New Faculty - Marianne Seney, PhD

Department Welcomes Marianne Seney, PhD 
as an Assistant Professor of Psychiatry

Please join us in welcoming Marianne Seney, PhD to the Department of Psychiatry faculty. Dr. Seney's research focuses on the cellular/molecular bases of sexual dimorphisms in the vulnerability to develop mood disorders using relevant rodent models.  

As a graduate student at the University of Massachusetts - Amherst and with support from a predoctoral National Research Service Award, she studied the development of sex differences in various species and in different regions of the nervous system.  This work laid the foundation for her postdoctoral training and research in the University of Pittsburgh's Translational Neuroscience Program.  With support from another National Research Service Award, Dr. Seney's postdoctoral research focused on studying the underlying bases of sexual dimorphism of major depression, and increasing our understanding of these sex differences in order to identify novel targets and/or provide new research trajectories for development of better, possibly sex-specific treatments.  She is now expanding that work through a K01 career development award to examine the role of genetic sex in affect regulation and a NARSAD Young Investigator Grant to examine the role of GABA inhibitory neurons in affect regulation.

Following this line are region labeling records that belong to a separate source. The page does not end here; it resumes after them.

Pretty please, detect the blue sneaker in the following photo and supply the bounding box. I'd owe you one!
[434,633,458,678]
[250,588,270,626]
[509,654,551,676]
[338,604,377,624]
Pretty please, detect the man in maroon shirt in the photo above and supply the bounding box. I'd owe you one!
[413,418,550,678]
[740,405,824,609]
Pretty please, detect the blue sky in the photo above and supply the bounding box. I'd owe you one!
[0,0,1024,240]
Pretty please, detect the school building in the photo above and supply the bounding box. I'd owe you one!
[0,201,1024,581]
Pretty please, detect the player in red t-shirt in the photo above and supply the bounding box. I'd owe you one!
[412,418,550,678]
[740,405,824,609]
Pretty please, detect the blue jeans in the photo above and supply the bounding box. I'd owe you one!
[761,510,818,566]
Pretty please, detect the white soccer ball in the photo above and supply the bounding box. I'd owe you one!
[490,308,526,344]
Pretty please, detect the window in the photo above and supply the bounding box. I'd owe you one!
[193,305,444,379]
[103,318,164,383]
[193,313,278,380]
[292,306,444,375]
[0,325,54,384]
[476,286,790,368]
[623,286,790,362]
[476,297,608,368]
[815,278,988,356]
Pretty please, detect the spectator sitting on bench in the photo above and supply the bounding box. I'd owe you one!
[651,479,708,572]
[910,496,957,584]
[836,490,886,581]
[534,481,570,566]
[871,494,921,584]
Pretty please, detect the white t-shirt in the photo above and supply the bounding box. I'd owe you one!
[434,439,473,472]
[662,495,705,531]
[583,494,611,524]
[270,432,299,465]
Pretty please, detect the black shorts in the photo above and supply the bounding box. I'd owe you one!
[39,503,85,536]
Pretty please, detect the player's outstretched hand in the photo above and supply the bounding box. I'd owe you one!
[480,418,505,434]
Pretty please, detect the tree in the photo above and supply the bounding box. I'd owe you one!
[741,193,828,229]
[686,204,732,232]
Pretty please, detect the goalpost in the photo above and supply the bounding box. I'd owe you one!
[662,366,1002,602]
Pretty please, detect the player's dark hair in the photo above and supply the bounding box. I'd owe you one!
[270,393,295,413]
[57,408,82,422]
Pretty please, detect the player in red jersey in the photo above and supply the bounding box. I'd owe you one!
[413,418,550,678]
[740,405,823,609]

Throughout her undergraduate, graduate and postdoctoral training, Dr. Seney has been recognized for her academic achievements and disseminated her work through presentations and publications.  She was selected for the Howard Hughes Summer Fellowship program (2000) and the Elizabeth Young New Investigator Award for the Organization for the Study of Sex Differences (2013).  Dr. Seney has also co-written a number of peer-reviewed articles published in highly-rated scientific journals including papers for which she is the lead author that appeared in the Journal of Neurobiology (2006) and Neurobiology of Disease (2012, 2015).  She also has presented her research at poster sessions at a number of annual meetings of professional societies including the Society for Neuroscience, the Society of Biological Psychiatry, and American College of Neuropsychopharmacology. Dr. Seney was also recently elected as a Junior Investigator Councilor for the Organization for the Study of Sex Differences.    

We look forward to Dr. Seney's ongoing contributions to the Department and the field.